Scan the file first and store the values in a BitMap. Using 1 bit per integer, we'd need 125MB.

Next scan the bitmap for a 0 bit.

Two we need to know to answer this question:

1. Are the numbers in the file unique?

2. What is the range of the numbers in the file?

If the numbers in the file are unique then we are dealing with a billion numbers in the range [n to n+1billion+1]. The plus one is for the missing number. If the numbers are not unique then the numbers will range from [n to n+c+1] where c is unknown, and there will be repetitions in the file (unless the file is 1billion instances of the same number).

If assume we are dealing with a file containing 1billion unique numbers in the range [0 to 1billion+1] then an way to determine the missing number would be to:

1. calculate the sum of [0 to 1billion+1] (sum of arithmetic series = n(a1+an)/2)

2. then subtract each number contained in the file.

The sum is big (approx. 1x10^18) This could be represented in 60bits, so a long will be fine.

```
final long billion = 1000000000;
long sum = billion * (billion+1)/2;
while (file.hasNext()) {
sum -= file.next();
}
return sum;
```

Here's my Java solution for limited memory. Very minimal error checking.

```
int getIntNotInFile(String filename, int memoryInBits) {
if (memoryInBits<=0)
throw new IllegalArgumentException("We need some memory");
int low = Integer.MIN_VALUE, high = Integer.MIN_VALUE + memoryInBits;
while (low<=Integer.MAX_VALUE) {
BitSet bs = new BitSet(memoryInBits);
Scanner sc = new Scanner(new File(filename));
while (sc.hasNextInt()) {
int num = sc.nextInt();
bs.set(num - low);
}
int clearBit = bs.nextClearBit(0);
if (clearBit<memoryInBits)
return low + clearBit;
low = high + 1;
high = low + memoryInBits;
}
// We've reached the end of the file and we've seen every integer
throw new IllegalArgumentException("File does not have a missing integer");
}
```

Use a bloom filter - en.wikipedia.org/wiki/Bloom_filter

A Bloom filter with 1% error and an optimal value of k, requires only about 9.6 bits per element.
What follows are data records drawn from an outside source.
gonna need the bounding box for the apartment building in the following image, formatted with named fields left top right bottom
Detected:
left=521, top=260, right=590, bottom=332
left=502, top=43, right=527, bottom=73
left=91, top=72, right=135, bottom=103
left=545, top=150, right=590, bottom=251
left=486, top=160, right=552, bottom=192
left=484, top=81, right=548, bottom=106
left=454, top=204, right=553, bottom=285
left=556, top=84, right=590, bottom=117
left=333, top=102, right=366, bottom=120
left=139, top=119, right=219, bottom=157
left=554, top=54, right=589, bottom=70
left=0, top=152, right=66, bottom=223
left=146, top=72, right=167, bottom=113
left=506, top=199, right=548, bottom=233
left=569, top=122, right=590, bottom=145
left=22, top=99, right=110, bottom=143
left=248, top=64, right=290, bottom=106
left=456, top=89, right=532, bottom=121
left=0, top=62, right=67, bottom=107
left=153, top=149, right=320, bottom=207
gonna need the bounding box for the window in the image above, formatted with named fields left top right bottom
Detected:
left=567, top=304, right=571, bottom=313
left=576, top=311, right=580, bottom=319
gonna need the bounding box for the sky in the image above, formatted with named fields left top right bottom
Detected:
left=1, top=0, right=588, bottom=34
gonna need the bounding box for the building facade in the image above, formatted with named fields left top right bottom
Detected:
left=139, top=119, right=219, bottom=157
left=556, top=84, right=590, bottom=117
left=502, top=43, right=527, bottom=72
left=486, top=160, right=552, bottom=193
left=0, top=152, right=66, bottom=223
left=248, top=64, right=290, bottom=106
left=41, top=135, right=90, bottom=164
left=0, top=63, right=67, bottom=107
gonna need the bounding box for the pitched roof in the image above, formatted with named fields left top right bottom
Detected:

So the algorithm would be as follows:

1. Add all the numbers to the Bloom filter

2. Look up numbers from 1 to 1B in the Bloom filter. Return the first one that is not found.

Since bloom filter addition and look up are constant time, this is an O(n) solution

We don't win anything with the bloom filter. We only want to store "presence"; whether a number was present in those billion numbers or not. We can do this by using a BitSet, for instance, which requires 1 bit per element. Again, we don't win anything with a bloom filter if it requires ~10 bits per element. Not to mention the error rate that comes with it.

```
int input[] = { 0, 1, 2, 3, 4, 5, 6, 7, 12, 22, 23, 32, 54, 66, 88, 102, 12312, 1000000, 1012739, Integer.MAX_VALUE };
long sum = 0;
int max = 0;
int res = 0;
int i;
// Sum all the ints into a long variable, in this example ints come from int input[]
for (i = 0; i < input.length; i++)
{
sum += input[i];
if (max < input[i])
{
max = input[i];
}
}
// simple check
if (max != Integer.MAX_VALUE)
{
res = max + 1;
}
else
{
// if i cannot be subtracted from the sum it is the result, otherwise subtract
for (i = Integer.MAX_VALUE; i >= 1 ; i--)
{
if (sum >= i)
{
while (sum >= i)
{
sum -= i;
}
}
else
{
res = i;
break;
}
}
}
System.out.println("Here is your new int: " + String.valueOf(res));
```

This works only for positive ints, to handle negative, another sum variable and for circle must be added.

Unbelievable the amount of bullshit we can read here. The best solution is, as someone mentioned, cantor's diagonalisation. You read the nth digit of the nth word, you add 1 to it modulo 10 (or even modulo 2 actually) (if the number doesn't have a nth digit, you just use 0+1 = 1) and this makes the nth digit of your new number. This new number is different from all other numbers from at least one digit (by construction). The complexity of this algorithm is O(number of lines). No other algorithm I have seen on this page runs as fast as this one.

Considering an unsigned 32 bit integer

- DarkKnight October 07, 2012There are 2^32 possible values ( about 4 Billion )

Allocate a single bit for each value ( This would required 512 MB of memory )

Read the file, for each integer I, set ith bit to 1

Once reading file is complete

find the first bit which is not 1

print the number corresponding to this bit.